The county owns 12,000 acres in nine different parks and there has been further consideration to allow drilling near some of those, as well. Fitzgerald said he believes county council could approve the Deer Lakes agreement by the end of the first quarter or early in the second quarter of next year.
Local governments in Butler, Washington and Beaver counties are also considering proposals to drill on public land.
Consol Energy Inc. was given approval in August for a landmark proposal to drill on 10,000 acres on Pittsburgh International Airport land, which will add to Allegheny County’s fortunes (see Shale Daily, Aug. 29). And EQT Corp. has been busy conducting seismic testing in Butler, Washington and Allegheny counties as well.
Marcellus Shale Coalition spokesman Travis Windle said there are more than 50 rigs operating in the state, with most concentrated in its southwest corner. Moreover, as Kinder Morgan Partners converts to liquids more than 1,000 miles of the Tennessee Gas Pipeline, and as Mariner West and the Appalachia-to-Texas pipeline carry more ethane off the gas stream in the southwest, operations there are bound to stay consistent (see Shale Daily, August 9)
There are several ethane takeaway solutions to the Gulf Coast on the table, including Williams and Boardwalk Pipeline Partners’ Bluegrass Pipeline and one by Kinder Morgan and MarkWest Energy Partners LP. Sunoco Logistics Partners LP earlier this month launched a open season for another ethane solution, Mariner East 2 (see Shale Daily, Dec. 5).

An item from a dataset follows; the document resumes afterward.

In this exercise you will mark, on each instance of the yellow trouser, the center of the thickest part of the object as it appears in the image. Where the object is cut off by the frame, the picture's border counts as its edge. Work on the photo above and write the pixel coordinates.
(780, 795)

If Bluegrass were to move forward, and that is questionable at this point, a section would originate in Mercer County, in the northwest, where since 2011 thousands of leases have been recorded, along with a similar trend in nearby Lawrence County.
Mercer County Recorder Dee Dee Zickar said that lease-grab appears to be tapering, adding that county officials remain optimistic about the boom in activity heading their way.
“There’s a possibility in a formation like the Marcellus that as you move northwest, things will get more wet than dry,” Engelder said. “The formations become shallower up there, which means the rock has not been heated as much as it has in the northeast.”
One problem in the Northeast, experts say, is the Marcellus is not as thick, which presents a challenge for horizontal drilling. Still, Hilcorp Energy Co., Royal Dutch Shell plc affiliate SWEPI LP nd Halcon Resources Corp. have been actively scooping up land for development there, records show.
“It’s all of the above; the attraction of multiple pay horizons is a big one,” Arthur, of the Marcellus Outreach Center said. “The Utica prospect alone could even be wetter in western Pennsylvania and Ohio; there’s not a lot of data, but the Marcellus is almost certainly wet in the northwest too. As you head that way, the rock shallows and thins and there could even be oil there.”